The rest of the screening was a breeze, not to say I completed it without pain, but no more than anyone else and I felt good, like I had proved I could still do this job I love.  But something started to eat at the back of mind, what the doctor had asked and how he talked to me.  Given that this had never happened before, and that it had taken a year for this job to come along, I wanted to be prepared for any outcome.  So I turned to my support group for of course support and advice. 

You can again imagine my shock when the comments starting coming in and they were not positive.  I was told to grow a thick skin because I might have to go through denial a dozen times before a company was willing to take the risk of hiring me.   I was told I was selfish for being upset about not getting the job (even though I hadn’t even heard from them yet), because other families had suffered more then me, lost children to the disease, and been told they had limitations their whole life.  I was told I complain to much and that I hide behind my #nolimits.  It took a dozen posts before someone stood up for me and anyone offered solid advise.  
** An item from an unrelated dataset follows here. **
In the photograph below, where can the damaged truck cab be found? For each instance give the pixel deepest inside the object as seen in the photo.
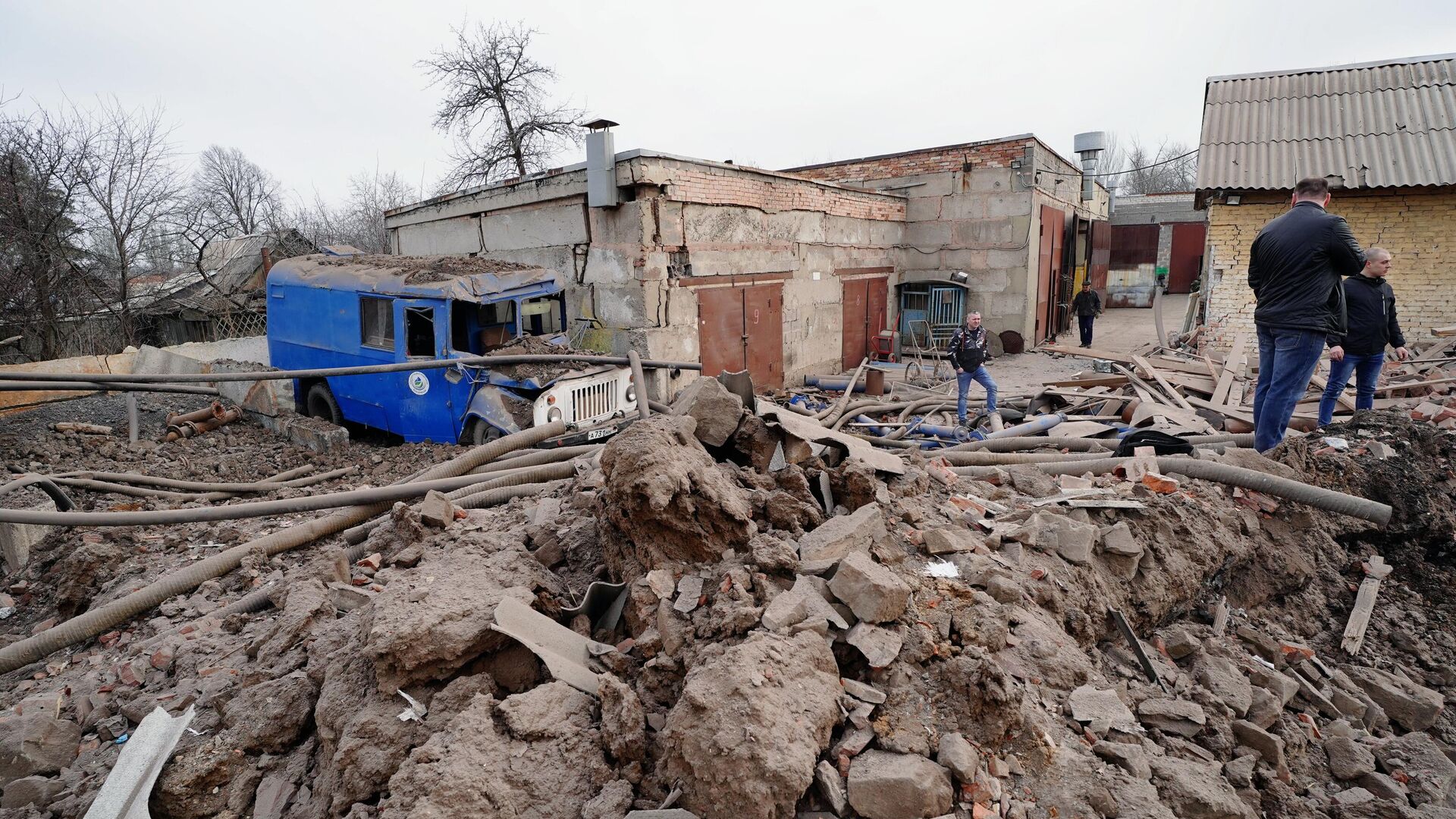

Not only was I now worried about getting a job that I had previously thought would be no problem getting, but I was upset at the outpouring of negative and judgmental commentary coming from the one group of people I could turn to who would understand where I was coming from.  This is ridiculous I thought, what ever happened to good advice, sympathy, empathy, support and positivity.  Had I not suffered enough to deserve that from this group of people?  I started questioning myself, and I felt like I didn’t deserve this dream job, and my suffering was no longer valid, that my pain didn’t count, that my voice was only annoying rather than helpful.  Of course I cried, and round and round I went in my own head, trying to think my way out of the pit of despair I just been thrown into.  
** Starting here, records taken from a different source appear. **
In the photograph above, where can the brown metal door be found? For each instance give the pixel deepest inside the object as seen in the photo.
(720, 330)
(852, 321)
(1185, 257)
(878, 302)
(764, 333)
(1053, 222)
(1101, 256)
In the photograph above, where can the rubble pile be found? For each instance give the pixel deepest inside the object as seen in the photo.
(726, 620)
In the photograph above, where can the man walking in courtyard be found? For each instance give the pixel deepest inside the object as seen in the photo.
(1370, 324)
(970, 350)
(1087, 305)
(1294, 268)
I decided in the end that if I had to suffer more and go off my medications in order to do the thing I loved most, I would.  The physical pain I would potentially endure would be nothing to the prison I would otherwise live in inside my mind.  The depression of being told you can’t, you won’t, or you shouldn’t, to me is more debilitating then any physical pain I have been through.  So I would find a way, take the chances, make the changes.  I would endure.  But I also decided that for the first time social media, i.e facebook, was not a healthy place to get what I needed support wise.  It was because of social media that I had my meltdown and questioned myself so deeply, something I had not done since deciding I would not let this illness rule my life or limit what I was capable of doing.  This incident had gone on to blow out of proportion and not only affect me, but my relationship with my husband and my ties to the only community that could share in my struggles.
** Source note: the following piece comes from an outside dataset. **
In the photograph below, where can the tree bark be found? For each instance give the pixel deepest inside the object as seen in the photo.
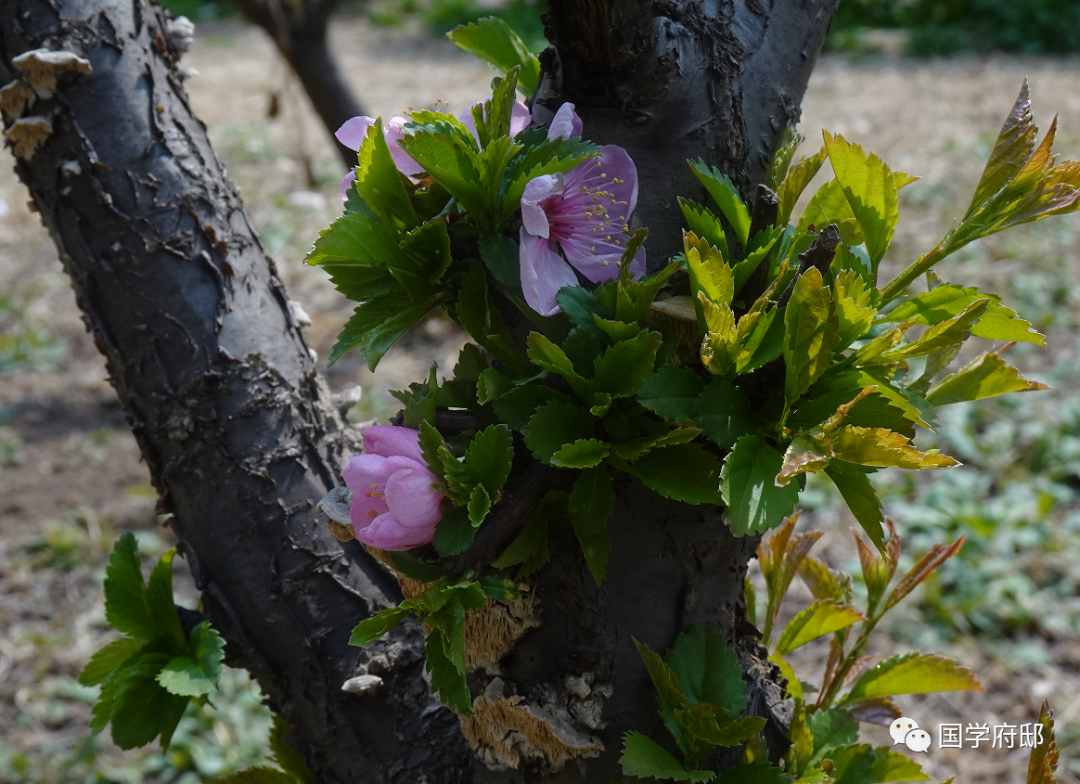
(238, 428)
(299, 30)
Long story short, after tears, depression, sleeplessness, questioning, doubting, and more, I decided to leave facebook.  I gathered my thoughts, renewed my inner strength with the help of some supporters, vowed to make changes in the way I deal with my personal relationships, and set my mind back in the right place which was that they had no reason not to hire me and to remain optimistic. 

People with HPP are doing amazing things they have been told they can not do every day.  Each person that accomplishes something brings hope to others for a life where limits do not apply.